Trade is a vital engine for economic growth in both Ireland and NI. In 2015, the latter’s domestic trade with Great Britain accounted for “22 percent of all NI’s sales in goods by value.” This underscores the importance of keeping the border between Great Britain and NI free of any additional regulatory barriers. Ireland is NI’s number one external export destination. Companies from NI exported 35 percent of their total goods across the border to Ireland in 2016. It is important to note that NI’s economy is the second weakest of all UK economies when measured in gross valued added (GVA). Any disruption of NI’s exporting industry by a change in the Irish border’s status quo could therefore threaten the country’s economic stability and ultimately even endanger the peace process.
Of course, Great Britain and NI are also important trading partners for Ireland.

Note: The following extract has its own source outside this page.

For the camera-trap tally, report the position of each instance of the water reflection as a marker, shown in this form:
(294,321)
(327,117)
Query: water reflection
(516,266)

In 2016, Irish exporters sold goods worth north of $18 billion to British customers. However, the largest percentage of Irish exports goes to the EU26 countries in continental Europe. The UK serves as a commercial land bridge for those exports. New custom checks and tariffs would put significant pressure on Irish exporters using the UK land bridge. At the same time, direct ferry routes from Ireland to France or Belgium take two or almost three times longer than the land bridge. A hard border between Ireland and Great Britain could thus undermine the competitiveness of Irish exports.
Many small and large companies in Ireland and NI, especially in the agri-food sector, are part of complex cross-border supply chains. For example, Bailey’s, the Irish Whiskey and Cream Liqueur producer, buys milk from 1,500 farms in Ireland and NI to create its signature cream. Perishable intermediate agri-food goods, such as milk, are particularly sensitive to higher transit times resulting from customs checks, e.g. health checks and controls. In turn, a hard Irish border would jeopardize cross-border supply chains and the existence of many small- and medium sized companies on the island of Ireland.
*Great Britain includes England, Scotland, and Wales. Northern Ireland is considered part of the United Kingdom, but not Great Britain.
*EU(28) without the United Kingdom and Ireland.